# I can't orgasm...



## sunny747 (Nov 25, 2009)

My husband & I have been in a relationship for 4 yrs, married 2. I'm 21. I have only had an orgasm with one person & I'm very embarrassed about the situation. The person that I cam with was a pedifile( I was 12 & he was in his late 40's), for the year that he molested me I was able to, but I have never cum with anyone else. I can do it by myself. I feel like he robbed me of something that was supposed to be a great thing to experience with a lover, not his perverted self. What do you guys think about my situation? Can pedifiles be cured?


----------



## hubby (Aug 10, 2009)

My wife has a difficult time as well and it was not until recently that she could have an orgasm with me. Has he tried oral and/or manual stimulation? Are you able to completely relax?


----------



## Andy1972 (Dec 3, 2009)

You really need to relax and give yourself to that moment. Try squeezing him and thinking dirty thoughts at the same time. Orgasms can come in mutiples by doing this. Try using a stimulant.
I'm sorry but I cannot understand how you orgasmed at the age of twelve much less with a pedophile. I thought orgasms only came when you were turned on. How can a twelve year old be turned on at all especially by her molester. Have you talked with a doctor about that? Something was not right and now it is affecting you.
NO!!!! pedophiles cannot be cured. They are sick mentally and are very dangerous. Why do you ask?


----------



## folderol (Dec 6, 2009)

Hi there - this is my very first post on this forum, but I thought it was important that I respond. I too was molested when I was 10, although my situation was different - I didn't orgasm with the person who did this, but I am now married and find it very hard to "just relax" and orgasm. We've tried so many different ways but I just can't seem to do it. If I do it by myself, or if I do it with my husband to myself, I can orgasm within a few minutes sometimes. Sometimes I think it's a weakness thing - like if he can make me orgasm, in my head I seem weak. I know that may sound dumb to some people, but I've talked to other survivors and they feel the same way. The orgasm, or even initiating sex has to be on their terms - it's like being in control of your own sexuality. 

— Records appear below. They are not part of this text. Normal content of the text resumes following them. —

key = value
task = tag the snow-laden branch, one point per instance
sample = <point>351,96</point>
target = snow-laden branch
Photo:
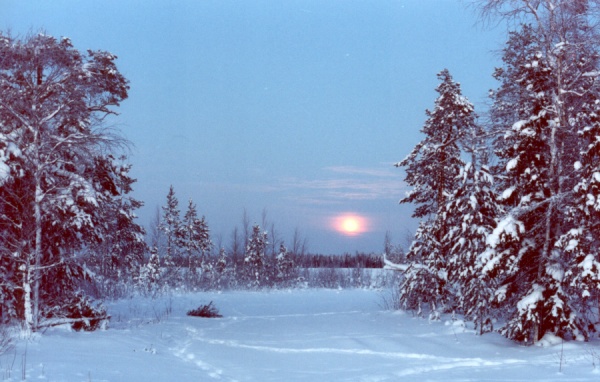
<point>390,265</point>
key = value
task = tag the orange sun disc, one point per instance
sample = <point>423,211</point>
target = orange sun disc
<point>350,224</point>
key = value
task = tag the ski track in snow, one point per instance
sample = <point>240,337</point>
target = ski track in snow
<point>304,335</point>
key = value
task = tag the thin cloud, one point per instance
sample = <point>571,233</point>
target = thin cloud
<point>347,183</point>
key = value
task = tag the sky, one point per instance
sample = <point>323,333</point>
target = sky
<point>293,111</point>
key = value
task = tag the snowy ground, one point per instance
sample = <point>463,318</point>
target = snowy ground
<point>299,335</point>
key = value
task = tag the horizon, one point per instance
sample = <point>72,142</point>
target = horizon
<point>299,109</point>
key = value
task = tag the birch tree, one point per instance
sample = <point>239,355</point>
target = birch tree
<point>53,99</point>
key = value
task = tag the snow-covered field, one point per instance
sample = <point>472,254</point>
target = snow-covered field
<point>297,335</point>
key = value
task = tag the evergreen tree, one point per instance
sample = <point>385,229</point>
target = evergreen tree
<point>170,225</point>
<point>431,169</point>
<point>255,259</point>
<point>153,270</point>
<point>195,238</point>
<point>547,80</point>
<point>471,212</point>
<point>121,250</point>
<point>285,265</point>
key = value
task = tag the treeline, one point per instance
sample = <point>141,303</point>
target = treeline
<point>358,260</point>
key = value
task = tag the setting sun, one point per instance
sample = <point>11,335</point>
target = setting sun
<point>350,224</point>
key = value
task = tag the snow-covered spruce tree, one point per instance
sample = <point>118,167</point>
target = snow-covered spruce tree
<point>431,169</point>
<point>549,75</point>
<point>286,269</point>
<point>195,238</point>
<point>120,254</point>
<point>170,226</point>
<point>255,259</point>
<point>221,269</point>
<point>471,212</point>
<point>53,99</point>
<point>152,275</point>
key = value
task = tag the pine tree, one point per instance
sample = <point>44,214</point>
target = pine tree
<point>255,259</point>
<point>170,225</point>
<point>547,83</point>
<point>285,265</point>
<point>471,213</point>
<point>195,238</point>
<point>431,169</point>
<point>153,274</point>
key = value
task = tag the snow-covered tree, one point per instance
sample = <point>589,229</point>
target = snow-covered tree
<point>152,271</point>
<point>52,101</point>
<point>471,213</point>
<point>121,251</point>
<point>284,265</point>
<point>255,259</point>
<point>195,237</point>
<point>432,169</point>
<point>170,226</point>
<point>548,82</point>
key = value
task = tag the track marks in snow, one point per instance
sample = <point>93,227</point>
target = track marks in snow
<point>445,362</point>
<point>183,353</point>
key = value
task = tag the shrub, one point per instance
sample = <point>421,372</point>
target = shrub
<point>208,311</point>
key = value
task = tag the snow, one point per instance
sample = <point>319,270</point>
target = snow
<point>297,335</point>
<point>512,164</point>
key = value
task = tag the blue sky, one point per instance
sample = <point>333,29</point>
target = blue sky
<point>296,107</point>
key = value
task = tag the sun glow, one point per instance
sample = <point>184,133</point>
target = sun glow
<point>350,224</point>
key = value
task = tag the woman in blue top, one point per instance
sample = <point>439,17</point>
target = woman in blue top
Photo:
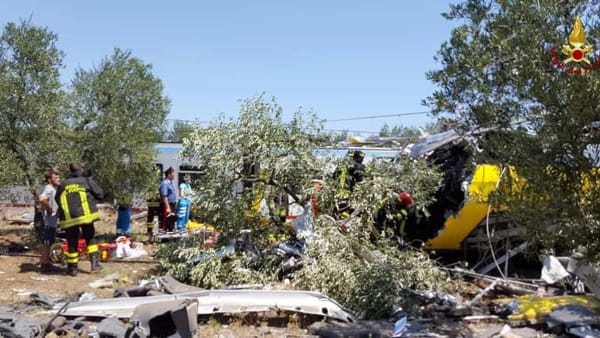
<point>185,201</point>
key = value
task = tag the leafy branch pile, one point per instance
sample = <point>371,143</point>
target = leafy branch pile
<point>249,163</point>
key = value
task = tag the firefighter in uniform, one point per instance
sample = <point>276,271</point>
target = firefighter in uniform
<point>348,175</point>
<point>153,205</point>
<point>76,197</point>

Anyhow, I just thought I'd share that with you. I don't know if pedofiles can be cured, but I sure hope that someday there will be therapy or a "cure" for them. 

Take care!


----------



## Ditajr (Nov 24, 2009)

Andy1972 said:


> You really need to relax and give yourself to that moment. Try squeezing him and thinking dirty thoughts at the same time. Orgasms can come in mutiples by doing this. Try using a stimulant.
> I'm sorry but I cannot understand how you orgasmed at the age of twelve much less with a pedophile. I thought orgasms only came when you were turned on. How can a twelve year old be turned on at all especially by her molester. Have you talked with a doctor about that? Something was not right and now it is affecting you.
> NO!!!! pedophiles cannot be cured. They are sick mentally and are very dangerous. Why do you ask?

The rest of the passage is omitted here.